In as much as inflammation is a hallmark of atherosclerosis, anti-inflammatory therapies will probably become more important as therapeutic measures. Statins are thought to have important anti-inflammatory properties, although their particular targets are not well defined [41]. Inhibitors of TLRs have not been tested in models of atherosclerosis, but there are some which should be tested. Youn et al. [42, 43] have found that curcumin and auranofin inhibit TLR4 by interfering with TLR4 homodimerization. Others have found that endotoxin analogs are also effective inhibitors of TLR4 [44, 45]. These reagents all interact with the extracellular domains of TLR4. We have recently utilized an high throughput screening assay to identify a group of low molecular weight, water-soluble reagents that interfere with the intracellular signal initiating mechanism of TLRs 2 and 4 [46]. Any of these approaches could lead to the development of important new drugs to modify the activity of TLRs.
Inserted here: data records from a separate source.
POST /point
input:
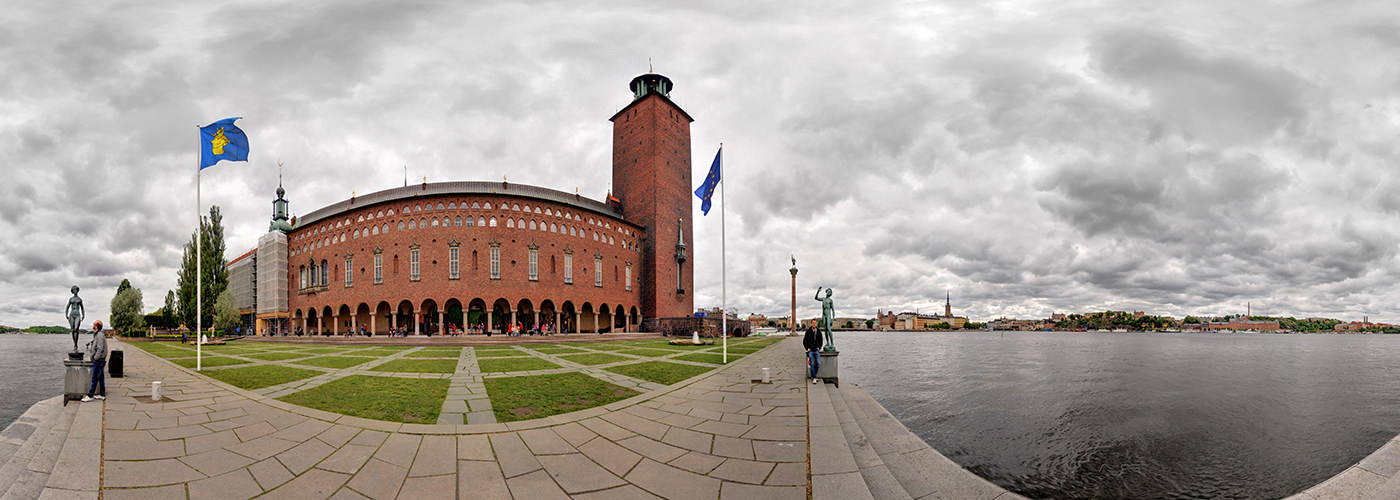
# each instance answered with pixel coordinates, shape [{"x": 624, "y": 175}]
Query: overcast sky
[{"x": 1029, "y": 157}]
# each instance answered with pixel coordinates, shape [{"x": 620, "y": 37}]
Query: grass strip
[
  {"x": 557, "y": 349},
  {"x": 276, "y": 356},
  {"x": 709, "y": 357},
  {"x": 419, "y": 366},
  {"x": 452, "y": 353},
  {"x": 595, "y": 359},
  {"x": 648, "y": 352},
  {"x": 525, "y": 398},
  {"x": 514, "y": 364},
  {"x": 378, "y": 398},
  {"x": 261, "y": 376},
  {"x": 209, "y": 362},
  {"x": 658, "y": 371},
  {"x": 333, "y": 362}
]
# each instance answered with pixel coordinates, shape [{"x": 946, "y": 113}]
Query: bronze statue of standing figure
[
  {"x": 74, "y": 313},
  {"x": 828, "y": 317}
]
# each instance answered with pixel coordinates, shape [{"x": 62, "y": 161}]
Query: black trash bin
[{"x": 114, "y": 364}]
In conclusion, there are abundant data to indicate that inflammatory processes play a pivotal role throughout the development of atherosclerosis. The idea that TLRs participate in these processes is now valid, although only two, TLR2 and TLR4, have been specifically shown to do so. Multiple cell types within the atheroma, including endothelial cells, dendritic cells, macrophages, vascular smooth muscle cells, and perhaps even adventitial fibroblasts, could participate in this inflammatory response. TLR2 does not cause atherosclerosis, but it certainly participates in its development. Given that the endogenous agonists that drive atherosclerotic disease are likely to be involved in normal surveillance and homeostatic processes, atherosclerosis can be considered as an innate autoimmune disorder.